April 01, 2010
Remember when Javon Walker(notes) signed that huge six-year, $55 million deal with the Raiders? And then, immediately afterward, he sort of disappeared and the Raiders got almost no return on their investment?
Well, that wasn't lost on Javon Walker. In an interview with TheFootballGirl.com, Walker said he offered the Raiders a full refund on the money they gave him. Quoth Javon:
"Everybody knows how Al Davis is. What people and fans don't realize is when I did sign that contract, I offered to give it back. So that's the thing people need to realize and need to hear is that I don't take money just to take it. [...] When I was in Oakland, I offered to give that money back, and they said 'no.' "
That's a bold gesture from Javon, if indeed it did happen. As far as the Raiders turning it down, of course they would — as would any other NFL team. No one wants to admit they made a huge mistake like that, and then draw attention to it by accepting charity from a failed player.

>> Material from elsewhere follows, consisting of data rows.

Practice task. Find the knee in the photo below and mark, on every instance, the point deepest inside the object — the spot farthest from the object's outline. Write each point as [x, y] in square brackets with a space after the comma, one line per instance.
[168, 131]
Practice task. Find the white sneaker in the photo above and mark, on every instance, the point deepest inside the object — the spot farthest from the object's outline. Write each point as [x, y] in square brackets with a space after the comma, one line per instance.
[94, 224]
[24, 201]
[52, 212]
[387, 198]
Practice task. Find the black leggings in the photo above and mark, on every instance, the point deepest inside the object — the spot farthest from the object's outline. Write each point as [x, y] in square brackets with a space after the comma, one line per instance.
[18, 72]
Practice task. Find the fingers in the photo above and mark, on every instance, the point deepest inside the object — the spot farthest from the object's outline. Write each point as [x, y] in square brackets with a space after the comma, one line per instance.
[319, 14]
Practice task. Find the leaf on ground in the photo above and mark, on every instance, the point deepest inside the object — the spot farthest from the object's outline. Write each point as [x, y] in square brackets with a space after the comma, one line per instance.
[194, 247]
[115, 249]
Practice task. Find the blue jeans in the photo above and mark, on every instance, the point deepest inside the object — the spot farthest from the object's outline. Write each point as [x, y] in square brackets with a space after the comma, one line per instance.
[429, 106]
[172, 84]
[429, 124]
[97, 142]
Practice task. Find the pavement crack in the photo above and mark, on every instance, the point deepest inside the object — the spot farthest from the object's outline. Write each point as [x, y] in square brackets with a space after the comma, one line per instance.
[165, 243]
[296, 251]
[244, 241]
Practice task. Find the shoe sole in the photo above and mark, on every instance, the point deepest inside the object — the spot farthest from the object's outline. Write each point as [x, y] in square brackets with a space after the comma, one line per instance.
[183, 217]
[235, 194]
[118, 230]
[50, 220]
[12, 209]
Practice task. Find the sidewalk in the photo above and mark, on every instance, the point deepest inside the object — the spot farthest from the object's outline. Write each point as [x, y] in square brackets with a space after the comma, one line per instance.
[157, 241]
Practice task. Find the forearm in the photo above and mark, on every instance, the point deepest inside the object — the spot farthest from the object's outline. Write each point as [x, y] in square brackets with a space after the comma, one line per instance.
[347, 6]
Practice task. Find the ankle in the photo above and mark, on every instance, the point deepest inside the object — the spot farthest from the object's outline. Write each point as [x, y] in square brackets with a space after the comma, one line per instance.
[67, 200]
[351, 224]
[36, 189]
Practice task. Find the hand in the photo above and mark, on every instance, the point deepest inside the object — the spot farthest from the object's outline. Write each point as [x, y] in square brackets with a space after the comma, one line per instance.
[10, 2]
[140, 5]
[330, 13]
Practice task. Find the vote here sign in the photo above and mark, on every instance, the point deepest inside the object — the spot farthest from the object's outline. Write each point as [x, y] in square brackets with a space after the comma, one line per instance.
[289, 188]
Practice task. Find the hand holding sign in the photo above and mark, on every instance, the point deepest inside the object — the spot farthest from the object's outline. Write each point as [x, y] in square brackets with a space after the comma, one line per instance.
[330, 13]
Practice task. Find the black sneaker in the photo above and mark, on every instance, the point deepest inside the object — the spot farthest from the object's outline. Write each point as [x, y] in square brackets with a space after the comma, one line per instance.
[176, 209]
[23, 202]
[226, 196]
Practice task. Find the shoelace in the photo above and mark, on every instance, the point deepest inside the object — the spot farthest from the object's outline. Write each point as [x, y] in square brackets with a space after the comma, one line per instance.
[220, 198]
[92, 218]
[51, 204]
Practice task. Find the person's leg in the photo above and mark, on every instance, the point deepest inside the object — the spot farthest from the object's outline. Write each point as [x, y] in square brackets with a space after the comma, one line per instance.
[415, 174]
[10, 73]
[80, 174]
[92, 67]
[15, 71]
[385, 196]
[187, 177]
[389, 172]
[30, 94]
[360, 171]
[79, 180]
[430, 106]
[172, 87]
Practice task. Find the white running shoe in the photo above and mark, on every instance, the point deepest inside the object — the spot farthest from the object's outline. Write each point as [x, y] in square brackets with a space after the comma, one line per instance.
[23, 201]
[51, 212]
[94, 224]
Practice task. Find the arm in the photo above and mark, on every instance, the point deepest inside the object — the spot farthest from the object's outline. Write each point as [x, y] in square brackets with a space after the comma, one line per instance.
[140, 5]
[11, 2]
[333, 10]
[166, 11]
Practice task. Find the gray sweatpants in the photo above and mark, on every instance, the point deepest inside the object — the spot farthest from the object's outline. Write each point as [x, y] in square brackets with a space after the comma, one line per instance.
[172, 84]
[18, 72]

And besides, if everyone the Raiders have ever overpaid offered to give the money back, Al Davis himself would immediately become the world's biggest economy, and our entire financial system would be thrown into chaos.
So, Javon, what went wrong in Oakland?
"It just wasn't the right situation for me. I'm thinking I'll be able to come in, play the game, help the organization win, but it's an organization that's going through some rebuilding and some trials and tribulations. When I was in Denver, I performed, When I was in Green Bay, I performed. So now that I'm in Oakland, I can't perform? Like all the sudden, my talents were just taken away from me? [...] I never really got an opportunity. I never got a fair chance. [...] I'm not the first athlete who went into Oakland, and all of the sudden, it looked like his talent had disappeared."
I guess he's got a point there.
Walker then goes on to say he'll play for the league minimum in 2010, and that he's going to give some lucky team a very productive year. I admire his optimism.
But at the same time, it seems a little too convenient to blame everything on the Raiders. How often does a wide receiver have three non-productive years in a row, then come back and set the league on fire? That's just not something that happens. I'd love to be wrong, and for Walker to come out in 2010 and have a huge year, but that it's not something I'd bet on.